How often to repeat the time step


The step used for calculating a time step. How often to repeat the time step can be used alone, with Time step interval, with Reference Time, or with both Time step interval and Time to align the time steps to.

For example, if you want to create time steps that take place every Monday from 9:00 a.m. until 10:00 a.m., set Time step interval to 1 hour, How often to repeat the time step to 1 week, and Time to align the time steps to to 9:00:00 a.m. on a Monday.

Time to align time steps to


The date and time used to align time slicing. Time stepping will start at and continue backward from this time. If no reference time is selected, time stepping will align to January 1st, 1970.

For example, if you want to create time steps that take place every Monday from 9:00 a.m. until 10:00 a.m., set Time step interval to 1 hour, How often to repeat the time step to 1 week, and Time to align the time steps to to 9:00:00 a.m. on a Monday.

Add statistics (optional)


You can calculate statistics on features that are summarized. You can calculate the following on numeric fields:

  • Count—Calculates the number of nonnull values. It can be used on numeric fields or strings. The count of [null, 0, 2] is 2.
  • Sum—The sum of numeric values in a field. The sum of [null, null, 3] is 3.
  • Mean—The mean of numeric values. The mean of [0, 2, null] is 1.
  • Min—The minimum value of a numeric field. The minimum of [0, 2, null] is 0.
  • Max—The maximum value of a numeric field. The maximum value of [0, 2, null] is 2.
  • Range—The range of a numeric field. This is calculated as the minimum values subtracted from the maximum value. The range of [0, null, 1] is 1. The range of [null, 4] is 0.
  • Variance—The variance of a numeric field in a track. The variance of [1] is null. The variance of [null, 1,0,1,1] is 0.25.
  • Standard deviation—The standard deviation of a numeric field. The standard deviation of [1] is null. The standard deviation of [null, 1,0,1,1] is 0.5.

You can calculate the following on string fields:

  • Count—The number of nonnull strings.
  • Any—This statistic is a random sample of a string value in the specified field.
All statistics are calculated on nonnull values. The resulting layer will contain a new field for each statistic calculated. Any number of statistics can be added by choosing an attribute and statistic.

SpatialReference (wkid)


This is a temporary parameter for prerelease to set the processing spatial reference. Many big data tools require that a projected coordinate system is used as the spatial reference for processing. By default, the tool will use the input coordinate system but will fail if it's a geographic coordinate system. To set a projected coordinate system, enter the WKID. For example, Web Mercator would be entered as 3857.
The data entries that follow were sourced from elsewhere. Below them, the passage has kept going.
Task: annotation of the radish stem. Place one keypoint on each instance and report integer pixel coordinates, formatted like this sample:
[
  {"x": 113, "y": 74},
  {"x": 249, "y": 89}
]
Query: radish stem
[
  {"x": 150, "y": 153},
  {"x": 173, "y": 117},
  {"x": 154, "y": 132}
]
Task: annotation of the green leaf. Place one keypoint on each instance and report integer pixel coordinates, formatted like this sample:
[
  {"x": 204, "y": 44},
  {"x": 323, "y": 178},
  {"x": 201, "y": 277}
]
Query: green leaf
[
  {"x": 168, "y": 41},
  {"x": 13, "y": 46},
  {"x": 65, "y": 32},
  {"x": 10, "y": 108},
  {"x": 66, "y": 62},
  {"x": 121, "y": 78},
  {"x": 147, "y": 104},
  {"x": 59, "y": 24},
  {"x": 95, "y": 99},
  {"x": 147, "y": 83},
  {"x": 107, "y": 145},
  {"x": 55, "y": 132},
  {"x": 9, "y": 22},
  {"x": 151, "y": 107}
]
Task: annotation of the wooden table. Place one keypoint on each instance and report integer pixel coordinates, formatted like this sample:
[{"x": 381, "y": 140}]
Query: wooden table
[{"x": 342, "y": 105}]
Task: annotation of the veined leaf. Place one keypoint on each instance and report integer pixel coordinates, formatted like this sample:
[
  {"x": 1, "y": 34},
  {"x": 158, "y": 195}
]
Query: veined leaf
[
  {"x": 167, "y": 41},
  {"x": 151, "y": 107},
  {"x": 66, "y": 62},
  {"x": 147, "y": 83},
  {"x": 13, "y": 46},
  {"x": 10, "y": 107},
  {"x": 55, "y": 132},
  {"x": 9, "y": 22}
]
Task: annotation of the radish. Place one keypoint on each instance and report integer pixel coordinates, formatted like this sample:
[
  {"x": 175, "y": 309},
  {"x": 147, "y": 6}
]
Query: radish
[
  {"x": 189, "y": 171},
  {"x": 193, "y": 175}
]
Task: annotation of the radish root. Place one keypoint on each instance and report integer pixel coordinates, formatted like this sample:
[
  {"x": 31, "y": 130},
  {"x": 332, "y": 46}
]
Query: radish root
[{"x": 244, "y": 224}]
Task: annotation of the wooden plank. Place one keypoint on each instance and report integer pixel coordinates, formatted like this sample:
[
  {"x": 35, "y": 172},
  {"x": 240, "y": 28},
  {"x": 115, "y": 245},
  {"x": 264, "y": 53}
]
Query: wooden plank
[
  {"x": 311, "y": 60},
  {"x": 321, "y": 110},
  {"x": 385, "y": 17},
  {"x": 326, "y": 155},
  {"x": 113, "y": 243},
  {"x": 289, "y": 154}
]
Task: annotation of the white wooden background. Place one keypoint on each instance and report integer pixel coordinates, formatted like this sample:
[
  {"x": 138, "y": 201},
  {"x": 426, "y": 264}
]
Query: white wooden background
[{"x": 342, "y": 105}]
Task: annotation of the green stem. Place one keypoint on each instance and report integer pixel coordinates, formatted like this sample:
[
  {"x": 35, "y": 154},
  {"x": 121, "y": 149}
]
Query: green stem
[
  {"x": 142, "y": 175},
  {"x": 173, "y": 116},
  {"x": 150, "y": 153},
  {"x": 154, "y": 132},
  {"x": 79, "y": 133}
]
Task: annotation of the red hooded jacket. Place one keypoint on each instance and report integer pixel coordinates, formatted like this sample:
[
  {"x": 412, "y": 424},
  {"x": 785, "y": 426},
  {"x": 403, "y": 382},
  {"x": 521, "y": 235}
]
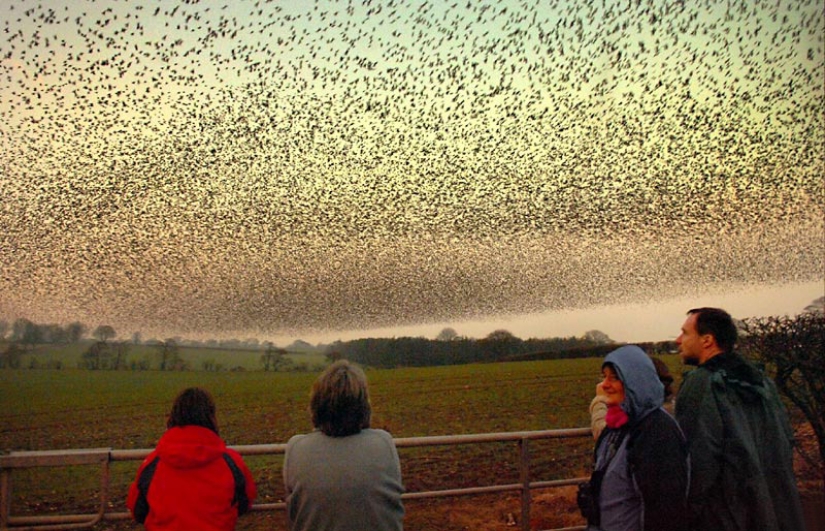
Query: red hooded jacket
[{"x": 192, "y": 487}]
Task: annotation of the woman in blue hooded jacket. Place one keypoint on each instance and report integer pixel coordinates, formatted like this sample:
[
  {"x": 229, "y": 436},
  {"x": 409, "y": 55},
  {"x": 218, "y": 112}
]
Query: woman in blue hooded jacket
[{"x": 641, "y": 469}]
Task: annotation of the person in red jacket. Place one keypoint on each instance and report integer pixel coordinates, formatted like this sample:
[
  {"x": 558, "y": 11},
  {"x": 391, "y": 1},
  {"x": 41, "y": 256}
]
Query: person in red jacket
[{"x": 191, "y": 480}]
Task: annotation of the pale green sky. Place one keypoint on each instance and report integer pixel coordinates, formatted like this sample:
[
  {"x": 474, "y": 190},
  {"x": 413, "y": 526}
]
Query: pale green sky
[{"x": 287, "y": 169}]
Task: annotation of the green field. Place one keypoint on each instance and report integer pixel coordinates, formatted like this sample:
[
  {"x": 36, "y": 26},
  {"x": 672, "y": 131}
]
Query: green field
[
  {"x": 69, "y": 356},
  {"x": 50, "y": 409}
]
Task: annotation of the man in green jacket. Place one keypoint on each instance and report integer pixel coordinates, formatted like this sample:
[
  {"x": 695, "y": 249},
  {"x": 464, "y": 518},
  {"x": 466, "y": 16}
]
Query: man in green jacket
[{"x": 738, "y": 433}]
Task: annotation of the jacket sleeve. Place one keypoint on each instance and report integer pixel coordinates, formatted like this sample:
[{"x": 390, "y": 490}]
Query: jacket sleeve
[
  {"x": 702, "y": 424},
  {"x": 132, "y": 497},
  {"x": 659, "y": 462}
]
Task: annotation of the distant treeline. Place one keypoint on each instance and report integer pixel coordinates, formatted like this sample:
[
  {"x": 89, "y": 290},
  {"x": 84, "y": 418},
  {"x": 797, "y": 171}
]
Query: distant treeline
[{"x": 498, "y": 346}]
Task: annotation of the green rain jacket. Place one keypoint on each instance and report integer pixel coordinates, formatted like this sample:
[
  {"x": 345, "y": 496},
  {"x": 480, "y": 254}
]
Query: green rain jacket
[{"x": 741, "y": 449}]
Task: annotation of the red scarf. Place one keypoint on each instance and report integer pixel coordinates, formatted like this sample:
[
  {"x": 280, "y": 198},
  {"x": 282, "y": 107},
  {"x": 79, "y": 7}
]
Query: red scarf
[{"x": 616, "y": 417}]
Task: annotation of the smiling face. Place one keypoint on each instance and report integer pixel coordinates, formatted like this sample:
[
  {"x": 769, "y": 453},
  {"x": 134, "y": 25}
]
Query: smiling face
[
  {"x": 691, "y": 344},
  {"x": 613, "y": 387}
]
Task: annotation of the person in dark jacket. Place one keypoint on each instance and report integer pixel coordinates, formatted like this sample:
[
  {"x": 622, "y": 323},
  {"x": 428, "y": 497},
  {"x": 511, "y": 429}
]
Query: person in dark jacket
[
  {"x": 191, "y": 480},
  {"x": 739, "y": 436},
  {"x": 640, "y": 477}
]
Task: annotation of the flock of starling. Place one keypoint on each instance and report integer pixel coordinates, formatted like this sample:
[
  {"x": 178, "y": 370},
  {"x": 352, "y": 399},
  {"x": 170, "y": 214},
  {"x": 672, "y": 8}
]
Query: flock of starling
[{"x": 273, "y": 168}]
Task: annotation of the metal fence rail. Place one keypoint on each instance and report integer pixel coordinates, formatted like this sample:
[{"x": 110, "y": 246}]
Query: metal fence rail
[{"x": 104, "y": 456}]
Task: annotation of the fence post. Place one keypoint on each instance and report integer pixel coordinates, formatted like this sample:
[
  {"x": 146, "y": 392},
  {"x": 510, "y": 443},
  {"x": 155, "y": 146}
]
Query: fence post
[
  {"x": 5, "y": 497},
  {"x": 524, "y": 469}
]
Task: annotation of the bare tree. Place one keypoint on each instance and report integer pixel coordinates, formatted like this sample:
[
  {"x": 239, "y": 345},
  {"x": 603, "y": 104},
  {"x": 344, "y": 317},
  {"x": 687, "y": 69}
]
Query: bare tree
[
  {"x": 104, "y": 333},
  {"x": 75, "y": 331},
  {"x": 793, "y": 351},
  {"x": 447, "y": 334},
  {"x": 274, "y": 357}
]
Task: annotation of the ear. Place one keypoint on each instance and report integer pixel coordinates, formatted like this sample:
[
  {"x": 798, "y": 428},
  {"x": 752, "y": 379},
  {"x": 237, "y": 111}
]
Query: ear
[{"x": 708, "y": 341}]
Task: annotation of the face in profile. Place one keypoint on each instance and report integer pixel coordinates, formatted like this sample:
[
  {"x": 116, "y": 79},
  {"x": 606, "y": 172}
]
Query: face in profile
[
  {"x": 613, "y": 387},
  {"x": 689, "y": 341}
]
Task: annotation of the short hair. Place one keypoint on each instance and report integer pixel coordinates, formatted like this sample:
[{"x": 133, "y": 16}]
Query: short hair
[
  {"x": 719, "y": 324},
  {"x": 193, "y": 407},
  {"x": 340, "y": 402}
]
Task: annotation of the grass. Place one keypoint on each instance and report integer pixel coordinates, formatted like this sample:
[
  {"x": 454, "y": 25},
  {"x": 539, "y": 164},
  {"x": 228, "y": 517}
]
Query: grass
[{"x": 46, "y": 409}]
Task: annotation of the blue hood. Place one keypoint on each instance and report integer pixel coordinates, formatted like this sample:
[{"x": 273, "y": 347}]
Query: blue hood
[{"x": 644, "y": 391}]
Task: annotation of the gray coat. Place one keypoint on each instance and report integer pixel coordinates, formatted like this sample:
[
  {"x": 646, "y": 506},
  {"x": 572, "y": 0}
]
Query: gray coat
[
  {"x": 645, "y": 481},
  {"x": 348, "y": 483}
]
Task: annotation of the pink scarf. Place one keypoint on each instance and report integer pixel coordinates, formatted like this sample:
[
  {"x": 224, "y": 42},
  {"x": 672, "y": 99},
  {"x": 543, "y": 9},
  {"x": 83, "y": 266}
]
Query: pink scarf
[{"x": 616, "y": 417}]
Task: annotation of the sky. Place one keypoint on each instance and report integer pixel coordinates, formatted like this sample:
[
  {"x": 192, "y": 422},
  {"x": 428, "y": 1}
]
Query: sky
[{"x": 324, "y": 170}]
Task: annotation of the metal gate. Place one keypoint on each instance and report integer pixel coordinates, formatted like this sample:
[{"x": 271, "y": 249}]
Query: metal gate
[{"x": 104, "y": 456}]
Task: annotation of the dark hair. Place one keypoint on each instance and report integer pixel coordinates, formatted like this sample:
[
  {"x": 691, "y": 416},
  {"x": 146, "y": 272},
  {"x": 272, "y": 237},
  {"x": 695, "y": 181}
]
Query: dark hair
[
  {"x": 664, "y": 376},
  {"x": 340, "y": 402},
  {"x": 193, "y": 407},
  {"x": 718, "y": 323}
]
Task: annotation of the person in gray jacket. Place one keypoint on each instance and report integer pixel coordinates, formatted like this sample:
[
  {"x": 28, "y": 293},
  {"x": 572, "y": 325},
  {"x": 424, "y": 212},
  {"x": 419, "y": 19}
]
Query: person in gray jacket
[
  {"x": 641, "y": 469},
  {"x": 344, "y": 476}
]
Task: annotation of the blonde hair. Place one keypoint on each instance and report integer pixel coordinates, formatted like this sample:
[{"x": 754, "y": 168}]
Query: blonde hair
[{"x": 340, "y": 402}]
Choose an ArcGIS Data Store to save results to


GeoAnalytics results are stored to an data store and exposed as a feature layer in Portal for ArcGIS. In most cases, results should be stored to the spatiotemporal data store and this is the default. In some cases, saving results to the relational data store is a good option. The following are reasons why you may want to store results to the relational data store:

  • You can use results in portal-to-portal collaboration.
  • You can enable sync capabilities with your results.
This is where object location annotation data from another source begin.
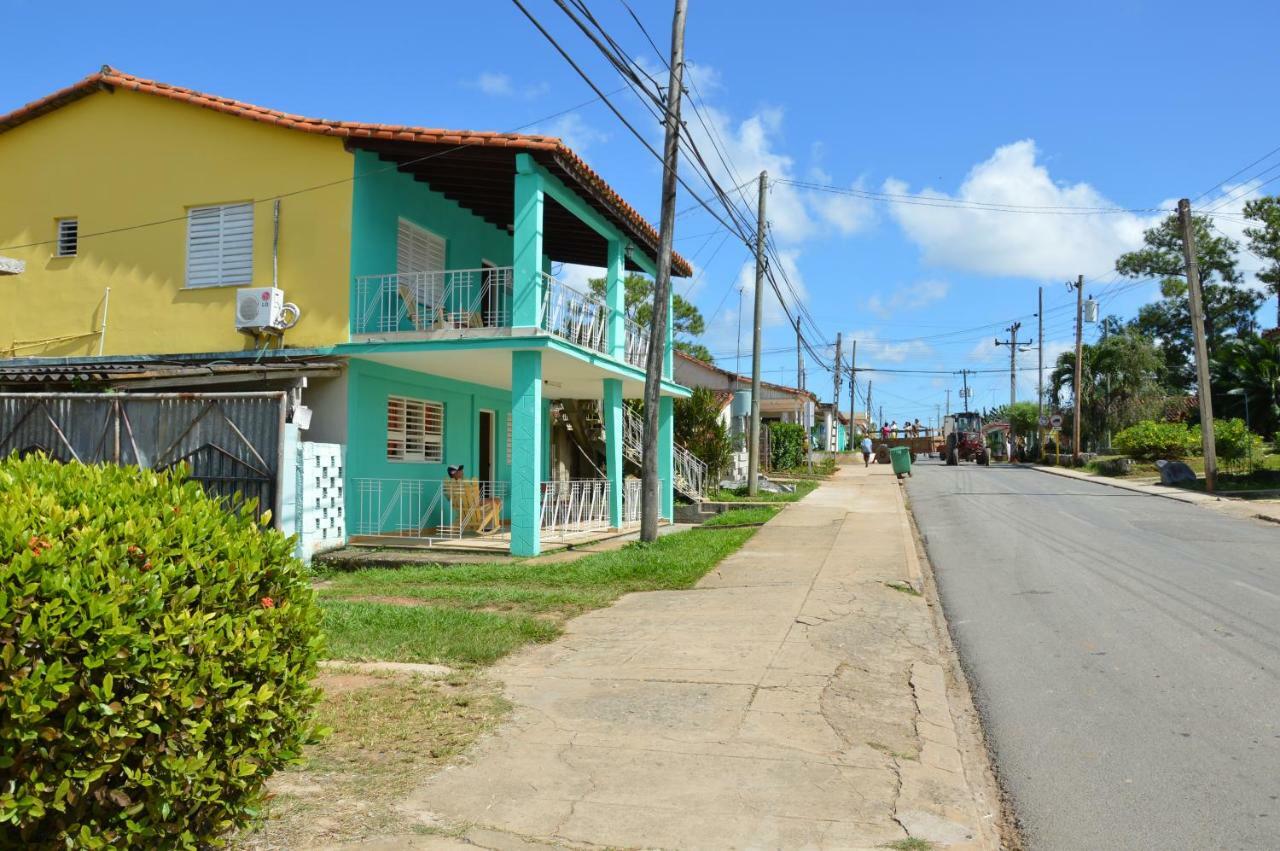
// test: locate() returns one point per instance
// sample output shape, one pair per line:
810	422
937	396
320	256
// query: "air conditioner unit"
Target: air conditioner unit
259	309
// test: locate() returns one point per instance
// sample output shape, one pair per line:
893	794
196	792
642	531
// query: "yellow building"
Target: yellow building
424	324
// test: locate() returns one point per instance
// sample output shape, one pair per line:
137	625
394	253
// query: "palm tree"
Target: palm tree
1118	383
1249	364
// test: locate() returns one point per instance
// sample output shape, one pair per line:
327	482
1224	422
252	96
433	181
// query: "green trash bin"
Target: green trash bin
901	458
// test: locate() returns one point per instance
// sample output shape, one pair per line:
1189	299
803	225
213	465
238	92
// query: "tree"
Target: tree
1252	365
686	320
1119	383
1229	309
1265	242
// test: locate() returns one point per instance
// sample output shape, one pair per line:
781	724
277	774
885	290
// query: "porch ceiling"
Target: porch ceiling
565	376
483	179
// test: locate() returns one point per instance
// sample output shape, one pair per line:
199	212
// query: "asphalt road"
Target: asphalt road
1124	652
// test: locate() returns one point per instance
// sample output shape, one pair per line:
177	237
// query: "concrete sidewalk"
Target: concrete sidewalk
792	699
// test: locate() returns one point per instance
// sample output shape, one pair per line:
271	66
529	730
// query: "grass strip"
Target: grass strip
472	614
373	631
754	516
739	494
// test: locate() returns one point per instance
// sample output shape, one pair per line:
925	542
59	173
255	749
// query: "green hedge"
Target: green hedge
1150	440
156	657
786	444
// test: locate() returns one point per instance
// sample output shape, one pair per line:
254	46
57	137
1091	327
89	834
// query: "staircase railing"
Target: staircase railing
689	471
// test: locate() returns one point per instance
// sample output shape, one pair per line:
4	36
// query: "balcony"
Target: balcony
481	298
476	515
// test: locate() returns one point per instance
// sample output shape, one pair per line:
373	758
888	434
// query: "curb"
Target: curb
1120	485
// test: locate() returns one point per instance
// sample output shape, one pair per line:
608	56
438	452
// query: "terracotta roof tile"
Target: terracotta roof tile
574	164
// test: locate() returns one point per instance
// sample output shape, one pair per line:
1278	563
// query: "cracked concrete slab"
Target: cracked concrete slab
790	700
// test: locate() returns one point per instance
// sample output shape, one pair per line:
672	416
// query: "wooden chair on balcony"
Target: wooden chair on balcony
472	512
424	316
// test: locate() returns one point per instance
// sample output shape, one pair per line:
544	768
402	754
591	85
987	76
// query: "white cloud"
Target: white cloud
845	213
1018	243
872	349
908	297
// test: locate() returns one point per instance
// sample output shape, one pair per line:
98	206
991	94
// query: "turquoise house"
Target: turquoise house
464	343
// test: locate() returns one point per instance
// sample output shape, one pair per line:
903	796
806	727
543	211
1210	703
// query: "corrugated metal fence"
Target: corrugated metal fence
232	442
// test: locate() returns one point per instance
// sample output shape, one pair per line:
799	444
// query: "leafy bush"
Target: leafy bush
1150	440
1233	442
786	444
699	429
155	658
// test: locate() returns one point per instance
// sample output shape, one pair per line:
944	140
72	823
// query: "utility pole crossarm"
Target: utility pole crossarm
1202	381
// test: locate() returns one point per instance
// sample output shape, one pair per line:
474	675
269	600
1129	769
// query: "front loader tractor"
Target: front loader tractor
964	442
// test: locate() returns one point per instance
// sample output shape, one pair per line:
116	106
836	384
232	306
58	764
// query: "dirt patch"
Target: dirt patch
388	600
389	730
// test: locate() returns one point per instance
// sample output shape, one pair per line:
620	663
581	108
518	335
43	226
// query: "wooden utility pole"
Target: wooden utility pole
1040	379
799	356
753	452
1075	381
650	501
1013	376
853	392
1202	384
835	401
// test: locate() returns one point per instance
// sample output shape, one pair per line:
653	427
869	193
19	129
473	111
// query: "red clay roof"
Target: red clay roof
112	78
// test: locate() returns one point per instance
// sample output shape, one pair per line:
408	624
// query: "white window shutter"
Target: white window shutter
415	430
417	250
220	245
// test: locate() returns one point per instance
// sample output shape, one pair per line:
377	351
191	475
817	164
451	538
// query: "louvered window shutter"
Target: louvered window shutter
417	250
220	245
415	430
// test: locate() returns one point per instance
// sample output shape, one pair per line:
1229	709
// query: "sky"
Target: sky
1080	126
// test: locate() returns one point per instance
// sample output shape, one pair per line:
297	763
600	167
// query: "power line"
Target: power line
319	186
941	201
1237	173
You should not use the relational data store if you expect your GeoAnalytics results to increase and need to take advantage of the spatiotemporal big data store's capabilities to handle large amounts of data.

Result layer name


The name of the layer that will be created. If you are writing to an ArcGIS Data Store, your results will be saved in My Content and added to the map. If you are writing to a big data file share, your results will be stored in the big data file share and added to its manifest. It will not be added to the map. The default name is based on the tool name and the input layer name. If the layer already exists, the tool will fail.

When writing to ArcGIS Data Store (relational or spatiotemporal big data store) using the Save result in drop-down box, you can specify the name of a folder in My Content where the result will be saved.